Public Two-Year Colleges From the data in CollegeScores2yr we know that about $66 \%$ of two-year colleges in the US are public institutions. Suppose that we select samples of $n=90$ schools at a time from the population of all two-year colleges and find the proportion of public schools in each sample. (a) Consider the distribution of these sample proportions when $n=90$ and $p=0.66$. What is its form? Center $=$ Standard error $=$ (round to three decimal places) (b) What proportion of these samples will have more than $75 \%$ public schools? Round to three decimal places. eTextbook and Media

Step 1 ：The distribution of these sample proportions is approximately normal because the sample size is large enough (n=90). This is due to the Central Limit Theorem.

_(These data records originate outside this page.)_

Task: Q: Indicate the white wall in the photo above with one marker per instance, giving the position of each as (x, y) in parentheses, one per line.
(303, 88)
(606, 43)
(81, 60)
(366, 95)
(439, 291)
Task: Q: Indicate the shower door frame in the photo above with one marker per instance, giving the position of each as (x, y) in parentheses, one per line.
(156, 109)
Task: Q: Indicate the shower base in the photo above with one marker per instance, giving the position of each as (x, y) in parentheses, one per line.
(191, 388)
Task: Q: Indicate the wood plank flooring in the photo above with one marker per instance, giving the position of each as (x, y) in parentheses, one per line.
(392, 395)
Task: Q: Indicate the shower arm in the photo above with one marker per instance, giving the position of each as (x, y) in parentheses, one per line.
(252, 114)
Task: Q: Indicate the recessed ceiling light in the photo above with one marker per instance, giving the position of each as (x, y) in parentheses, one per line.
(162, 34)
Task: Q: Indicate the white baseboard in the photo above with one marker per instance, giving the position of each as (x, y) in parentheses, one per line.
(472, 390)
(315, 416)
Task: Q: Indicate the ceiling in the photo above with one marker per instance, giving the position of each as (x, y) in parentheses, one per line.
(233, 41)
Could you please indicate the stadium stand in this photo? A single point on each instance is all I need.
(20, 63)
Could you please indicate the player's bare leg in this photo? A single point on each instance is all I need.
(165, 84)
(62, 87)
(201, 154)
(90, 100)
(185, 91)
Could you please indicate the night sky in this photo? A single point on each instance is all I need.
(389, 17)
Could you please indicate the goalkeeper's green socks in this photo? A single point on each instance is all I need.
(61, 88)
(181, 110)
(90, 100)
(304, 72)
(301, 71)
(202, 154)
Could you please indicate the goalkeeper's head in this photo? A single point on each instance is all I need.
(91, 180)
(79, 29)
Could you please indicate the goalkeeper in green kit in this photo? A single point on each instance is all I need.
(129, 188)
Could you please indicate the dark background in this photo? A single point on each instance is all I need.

Step 2 ：The center of the distribution is equal to the population proportion, p. So, Center = p = 0.66.

Step 3 ：The standard error (SE) of the proportion is given by the formula: \(SE = \sqrt{\frac{p(1 - p)}{n}}\)

Step 4 ：Substituting the given values: \(SE = \sqrt{\frac{0.66(1 - 0.66)}{90}} = \sqrt{\frac{0.66*0.34}{90}} = \sqrt{\frac{0.2244}{90}} = \sqrt{0.002493} = 0.050\). So, the standard error is approximately 0.050 (rounded to three decimal places).

Step 5 ：To find the proportion of these samples that will have more than 75% public schools, we first need to standardize the proportion using the z-score formula: \(z = \frac{x - \mu}{\sigma}\) where x is the sample proportion, \(\mu\) is the population proportion, and \(\sigma\) is the standard error.

Step 6 ：Substituting the given values: \(z = \frac{0.75 - 0.66}{0.050} = 1.8\)

Step 7 ：We then look up this z-score in the standard normal distribution table or use a calculator to find the area to the right of this z-score (since we want the proportion that is more than 75%). The area to the right of z = 1.8 is approximately 0.036.

Step 8 ：\(\boxed{0.036}\) or \(\boxed{3.6\%}\) of these samples will have more than 75% public schools.